You may also enter it in Of course, using an interrupt as in this embodiment has a great advantage in that a message that needs to be transferred immediately can be processed more quickly.

【Effect of the invention】

本発明によれば、プロセシング・エレメント間
で、至急なやり取りを行わなければならないメツ
セージがより速やかに転送できる。 According to the present invention, messages that must be exchanged urgently can be transferred more quickly between processing elements.

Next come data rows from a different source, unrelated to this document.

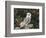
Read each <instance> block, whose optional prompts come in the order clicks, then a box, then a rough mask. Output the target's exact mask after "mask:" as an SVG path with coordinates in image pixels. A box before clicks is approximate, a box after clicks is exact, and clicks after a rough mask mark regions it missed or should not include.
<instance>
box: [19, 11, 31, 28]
mask: <svg viewBox="0 0 46 38" xmlns="http://www.w3.org/2000/svg"><path fill="white" fill-rule="evenodd" d="M30 22H31V13H29V12H28V13H26V17H25V18H24V20H23V21H22V22H21V23H20V28H21V27H24V26H27V25H28V24H29V23H30Z"/></svg>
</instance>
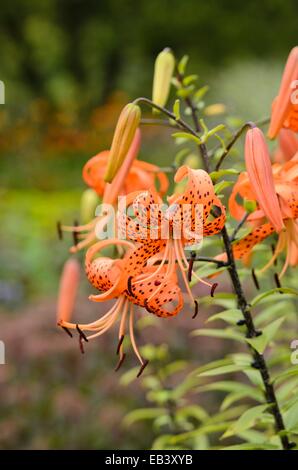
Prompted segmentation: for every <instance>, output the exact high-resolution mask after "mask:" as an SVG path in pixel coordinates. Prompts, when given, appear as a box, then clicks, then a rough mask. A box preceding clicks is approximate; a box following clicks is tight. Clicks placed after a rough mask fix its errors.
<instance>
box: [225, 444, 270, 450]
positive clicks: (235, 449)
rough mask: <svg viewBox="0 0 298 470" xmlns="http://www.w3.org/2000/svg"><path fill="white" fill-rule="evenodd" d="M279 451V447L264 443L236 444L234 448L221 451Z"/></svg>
mask: <svg viewBox="0 0 298 470" xmlns="http://www.w3.org/2000/svg"><path fill="white" fill-rule="evenodd" d="M277 449H279V447H278V446H275V445H273V444H266V443H265V442H264V443H256V442H255V443H248V442H245V443H243V444H235V445H233V446H228V447H222V448H221V450H277Z"/></svg>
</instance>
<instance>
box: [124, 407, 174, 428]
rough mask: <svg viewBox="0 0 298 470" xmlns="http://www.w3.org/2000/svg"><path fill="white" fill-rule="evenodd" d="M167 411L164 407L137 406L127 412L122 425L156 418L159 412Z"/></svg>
mask: <svg viewBox="0 0 298 470" xmlns="http://www.w3.org/2000/svg"><path fill="white" fill-rule="evenodd" d="M163 413H167V409H166V408H139V409H138V410H133V411H131V412H130V413H128V414H127V415H126V416H125V418H124V420H123V425H124V426H125V427H129V426H131V425H132V424H134V423H136V422H137V421H143V420H148V419H155V418H158V417H159V416H160V415H161V414H163Z"/></svg>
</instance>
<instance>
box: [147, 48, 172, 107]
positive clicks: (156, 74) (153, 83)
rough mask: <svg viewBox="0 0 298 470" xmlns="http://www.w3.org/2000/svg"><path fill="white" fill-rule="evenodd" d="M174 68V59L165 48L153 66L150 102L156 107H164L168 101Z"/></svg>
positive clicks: (160, 52) (170, 52) (158, 54)
mask: <svg viewBox="0 0 298 470" xmlns="http://www.w3.org/2000/svg"><path fill="white" fill-rule="evenodd" d="M174 68H175V58H174V56H173V54H172V52H171V50H170V49H169V48H166V49H164V50H163V51H162V52H160V53H159V54H158V56H157V57H156V60H155V65H154V77H153V90H152V101H153V103H155V104H157V105H158V106H164V105H165V104H166V102H167V100H168V97H169V93H170V86H171V79H172V76H173V72H174ZM156 111H157V110H154V112H156ZM157 112H158V111H157Z"/></svg>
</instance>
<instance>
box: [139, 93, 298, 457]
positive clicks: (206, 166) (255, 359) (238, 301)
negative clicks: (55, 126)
mask: <svg viewBox="0 0 298 470" xmlns="http://www.w3.org/2000/svg"><path fill="white" fill-rule="evenodd" d="M186 102H187V105H188V106H189V107H190V109H191V110H192V118H193V121H194V126H195V129H196V130H194V129H192V127H191V126H189V125H188V124H187V123H186V122H185V121H183V120H182V119H178V118H177V117H176V116H175V115H174V114H173V113H171V112H170V111H169V110H167V109H166V108H163V107H161V106H158V105H156V104H155V103H153V102H152V101H151V100H149V99H147V98H138V99H137V100H135V103H144V104H146V105H148V106H150V107H153V108H156V109H158V110H159V111H160V112H162V113H163V114H165V115H166V116H168V117H169V118H170V119H173V120H174V121H175V122H176V123H177V124H179V126H181V127H182V128H183V129H185V130H186V131H188V132H189V133H190V134H192V135H194V136H196V137H199V135H198V133H199V132H200V124H199V121H198V118H197V113H196V109H195V106H194V105H193V103H192V101H191V100H190V98H188V99H187V100H186ZM254 126H255V124H254V123H252V122H247V123H246V124H245V125H244V126H242V128H240V129H239V131H238V132H237V133H236V134H235V136H234V137H233V139H232V141H231V142H230V144H229V145H228V147H227V148H228V151H229V150H230V149H231V148H232V146H233V145H234V143H235V142H236V141H237V139H238V138H239V137H240V135H242V133H243V132H244V131H245V130H246V129H247V128H251V127H254ZM198 147H199V151H200V155H201V158H202V161H203V164H204V167H205V170H206V171H207V172H208V173H210V164H209V155H208V150H207V147H206V145H205V144H201V145H199V146H198ZM227 154H228V152H225V156H226V155H227ZM224 158H225V157H224ZM222 161H223V158H221V163H222ZM221 163H220V164H221ZM219 166H220V165H219ZM219 166H217V167H218V168H219ZM221 236H222V240H223V243H224V247H225V251H226V254H227V265H228V272H229V275H230V279H231V281H232V285H233V289H234V291H235V294H236V296H237V303H238V308H239V309H240V310H241V312H242V315H243V324H245V326H246V329H247V337H248V338H254V337H257V336H258V335H259V334H260V332H259V331H258V330H257V329H256V328H255V324H254V321H253V316H252V313H251V309H250V305H249V303H248V301H247V299H246V296H245V294H244V290H243V287H242V284H241V281H240V278H239V274H238V271H237V267H236V263H235V259H234V255H233V248H232V243H231V239H230V237H229V235H228V231H227V228H226V226H224V228H223V229H222V231H221ZM249 349H250V351H251V352H252V356H253V360H254V362H253V365H254V367H255V368H256V369H258V370H259V372H260V375H261V378H262V381H263V384H264V391H265V399H266V402H267V403H268V405H270V411H271V413H272V415H273V417H274V423H275V430H276V432H277V433H278V434H281V435H280V440H281V444H282V447H283V449H284V450H287V449H291V448H292V445H291V442H290V441H289V439H288V436H287V435H286V434H285V430H286V429H285V425H284V421H283V417H282V414H281V411H280V407H279V404H278V401H277V398H276V394H275V390H274V386H273V383H272V380H271V377H270V373H269V369H268V366H267V363H266V361H265V358H264V356H263V355H262V354H259V353H258V351H256V350H255V349H254V348H253V347H251V346H249Z"/></svg>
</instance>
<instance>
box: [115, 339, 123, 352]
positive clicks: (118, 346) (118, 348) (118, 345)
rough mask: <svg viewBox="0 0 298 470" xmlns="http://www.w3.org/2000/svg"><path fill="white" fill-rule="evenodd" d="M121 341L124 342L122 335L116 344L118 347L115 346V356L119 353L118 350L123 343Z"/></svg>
mask: <svg viewBox="0 0 298 470" xmlns="http://www.w3.org/2000/svg"><path fill="white" fill-rule="evenodd" d="M123 340H124V335H122V336H121V337H120V339H119V343H118V346H117V351H116V354H119V352H120V348H121V346H122V343H123Z"/></svg>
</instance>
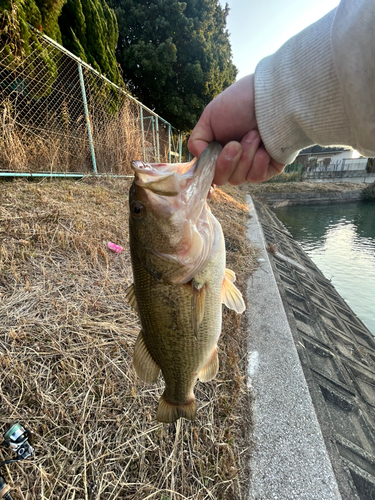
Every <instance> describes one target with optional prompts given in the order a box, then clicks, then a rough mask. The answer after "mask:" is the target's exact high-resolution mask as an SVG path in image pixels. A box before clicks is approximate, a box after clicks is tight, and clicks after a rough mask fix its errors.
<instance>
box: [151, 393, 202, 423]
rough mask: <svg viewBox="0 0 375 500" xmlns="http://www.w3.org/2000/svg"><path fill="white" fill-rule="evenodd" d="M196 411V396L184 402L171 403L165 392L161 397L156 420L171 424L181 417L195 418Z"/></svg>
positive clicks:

[Brief explanation of the drawing]

第１図は、本発明の一実施例の並列計算機の構
成図、第２図は、第１図の並列計算機で用いられ
るメツセージの形式図である。 NET……ネツトワーク、PE₁，PE_o……プロセ
シング・エレメント、CPU₁，CPU_o……計算機、
OD₁，OD_o……出力レジスタ、ODEC₁，ODEC_o
……出力識別デコーダ、OB₁，OB_o……出力バツ
フア、SO₁，SO_o……出力セレクタ、OR₁，OR_o
……送信レジスタ、IR_1，IR_o……受信レジスタ、
IDEC₁，IDEC_o……入力識別デコーダ、IB₁，IB_o
……入力バツフア、SI₁，SI_o……入力セレクタ、
ID₁，ID_o……入力レジスタ、LOR₁，LOR_o……
論理和回路。 FIG. 1 is a block diagram of a parallel computer according to an embodiment of the present invention, and FIG. 2 is a format diagram of messages used in the parallel computer of FIG. NET...Network, PE ₁ , PE _o ...Processing element, CPU ₁ , CPU _o ...Computer,
OD ₁ , OD _o ... Output register, ODEC ₁ , ODEC _o
...Output identification decoder, OB ₁ , OB _o ...Output buffer, SO ₁ , SO _o ...Output selector, OR ₁ , OR _o
...Transmit register, IR _1, IR _o ...Receive register,
IDEC ₁ , IDEC _o ...Input identification decoder, IB ₁ , IB _o
...Input buffer, SI ₁ , SI _o ...Input selector,
ID ₁ , ID _o ...Input register, LOR ₁ , LOR _o ...
OR circuit.

Claims

[Scope of Claims] 1 Consists of a plurality of processing elements and a network that transfers messages between them, and each processing element has a processor and a state in which the output from the processor is waiting for transmission to the network. a transmission message storage means for storing messages in the network; and a first transfer control means for sequentially transmitting the stored messages waiting to be sent to the network in response to the fact that a message transmission inhibition signal is not input from the network. and,
Received message storage means for storing messages received from the network and waiting to be processed by the processor, and sequentially transmitting the stored received messages to the processor in response to a received message read request from the processor. and a second transfer control means, the first transfer control means detecting whether a message newly output from the processor is a message that should be transferred immediately by using a message identifier included in the message. If the new message is a message that should be transferred immediately, the new message should be sent next to the network, giving priority to the messages already stored in the sending message storage means. a first selection means for selecting a message, and the second transfer control means determines whether a message newly received from the network is a message that should be urgently transferred. If the newly received message is a message that should be forwarded immediately, it is processed next by the processor in priority to messages waiting to be processed stored in the received message storage means. A parallel computer characterized by having second selection means for selecting the message as an appropriate message. 2 Each time the processor finishes executing a task,
The second selection means reads the received message from the received message storage means, and when the newly received message is a message that should be forwarded immediately, the second selection means selects the second selection means to request processing of the message. 2. A parallel computer according to claim 1, further comprising means for interrupting a processor.